Bob Iger, chairman and CEO of The Walt Disney Co. told an audience last week that the entertainment giant has been taking new steps to address the forces disrupting various parts of its operations.
This year’s financial results will reflect some upheaval. Iger said during the conference that earnings per share for fiscal 2017 — which ends in a couple of weeks — will be roughly in line with results from the previous year. That’s due in large part to costs at ESPN and the lack of a big Star Wars movie this year.
Iger said late last week, days before the storm reached Florida, that Disney had already seen some impact in the form of cancellations in Orlando and cruises that had to be called off or shortened.
But 2018 should be better, Iger said, attributing some of that anticipated improvement to having another year with Shanghai Disney Resort up and running.
The resort, which opened in June of 2016, has been “nicely profitable” in its first year — which Iger called “a big deal.” More than 13 million people have visited so far, and an expansion to add a Toy Story land in the spring is already underway.
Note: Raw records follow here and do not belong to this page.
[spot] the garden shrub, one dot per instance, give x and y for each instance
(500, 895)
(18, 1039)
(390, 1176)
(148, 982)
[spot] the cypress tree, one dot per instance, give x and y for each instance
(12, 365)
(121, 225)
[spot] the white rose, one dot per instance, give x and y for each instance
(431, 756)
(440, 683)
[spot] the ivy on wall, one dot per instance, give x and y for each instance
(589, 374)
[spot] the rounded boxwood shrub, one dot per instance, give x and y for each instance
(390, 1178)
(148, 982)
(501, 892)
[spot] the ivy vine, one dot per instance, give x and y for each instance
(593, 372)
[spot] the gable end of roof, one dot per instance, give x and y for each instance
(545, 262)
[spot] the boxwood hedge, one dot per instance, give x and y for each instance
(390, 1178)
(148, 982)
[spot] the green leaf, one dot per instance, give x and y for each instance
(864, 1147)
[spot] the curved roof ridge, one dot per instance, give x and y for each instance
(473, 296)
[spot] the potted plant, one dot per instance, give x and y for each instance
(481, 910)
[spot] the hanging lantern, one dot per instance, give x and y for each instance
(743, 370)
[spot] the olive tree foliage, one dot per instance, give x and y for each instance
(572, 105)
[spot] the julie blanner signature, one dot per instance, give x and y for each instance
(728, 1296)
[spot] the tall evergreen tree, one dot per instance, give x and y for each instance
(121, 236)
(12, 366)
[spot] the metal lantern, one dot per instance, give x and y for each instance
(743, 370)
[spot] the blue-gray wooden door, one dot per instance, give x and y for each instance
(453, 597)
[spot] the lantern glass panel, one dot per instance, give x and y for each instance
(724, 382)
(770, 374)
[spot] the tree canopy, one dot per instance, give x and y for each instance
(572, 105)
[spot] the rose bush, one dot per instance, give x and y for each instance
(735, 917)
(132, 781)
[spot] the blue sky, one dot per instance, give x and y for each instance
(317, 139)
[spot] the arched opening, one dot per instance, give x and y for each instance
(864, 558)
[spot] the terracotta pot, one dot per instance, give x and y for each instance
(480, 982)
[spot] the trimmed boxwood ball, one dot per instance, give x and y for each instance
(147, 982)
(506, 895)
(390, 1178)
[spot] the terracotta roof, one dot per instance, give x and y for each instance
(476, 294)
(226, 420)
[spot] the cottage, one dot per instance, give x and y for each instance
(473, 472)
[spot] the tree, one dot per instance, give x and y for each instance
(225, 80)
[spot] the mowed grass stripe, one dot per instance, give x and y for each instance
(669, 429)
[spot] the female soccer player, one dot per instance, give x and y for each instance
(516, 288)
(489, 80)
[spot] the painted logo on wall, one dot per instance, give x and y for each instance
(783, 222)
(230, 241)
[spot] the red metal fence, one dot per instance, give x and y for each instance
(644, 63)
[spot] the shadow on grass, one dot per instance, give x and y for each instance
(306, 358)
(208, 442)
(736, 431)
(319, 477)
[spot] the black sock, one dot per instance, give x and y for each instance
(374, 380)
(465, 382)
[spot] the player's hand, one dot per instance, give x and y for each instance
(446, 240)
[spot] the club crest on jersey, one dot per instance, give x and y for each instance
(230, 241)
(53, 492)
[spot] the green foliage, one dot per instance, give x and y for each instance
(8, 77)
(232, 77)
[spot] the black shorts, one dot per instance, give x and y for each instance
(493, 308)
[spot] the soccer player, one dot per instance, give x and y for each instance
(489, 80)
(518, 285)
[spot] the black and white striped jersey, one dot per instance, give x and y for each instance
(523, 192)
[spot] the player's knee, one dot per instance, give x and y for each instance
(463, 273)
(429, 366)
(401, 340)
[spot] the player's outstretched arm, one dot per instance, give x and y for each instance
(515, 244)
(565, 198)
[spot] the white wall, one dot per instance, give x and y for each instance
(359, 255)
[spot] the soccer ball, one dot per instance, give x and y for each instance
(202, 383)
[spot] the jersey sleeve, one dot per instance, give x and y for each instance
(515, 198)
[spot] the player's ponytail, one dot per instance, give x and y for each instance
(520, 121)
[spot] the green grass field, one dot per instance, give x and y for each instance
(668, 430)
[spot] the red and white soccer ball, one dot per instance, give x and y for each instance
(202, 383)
There is more land available for additional expansion.
Much of the investment recently at Disney parks has been centered around brands that Disney acquired in recent years including Pixar, Marvel, and Star Wars.
That strategy includes investing in the hotel business, which is not immune from disruption. Iger acknowledged that evolving consumer behavior when it comes to lodging and competition from other players are forcing Disney to take a more creative approach to its hotel business.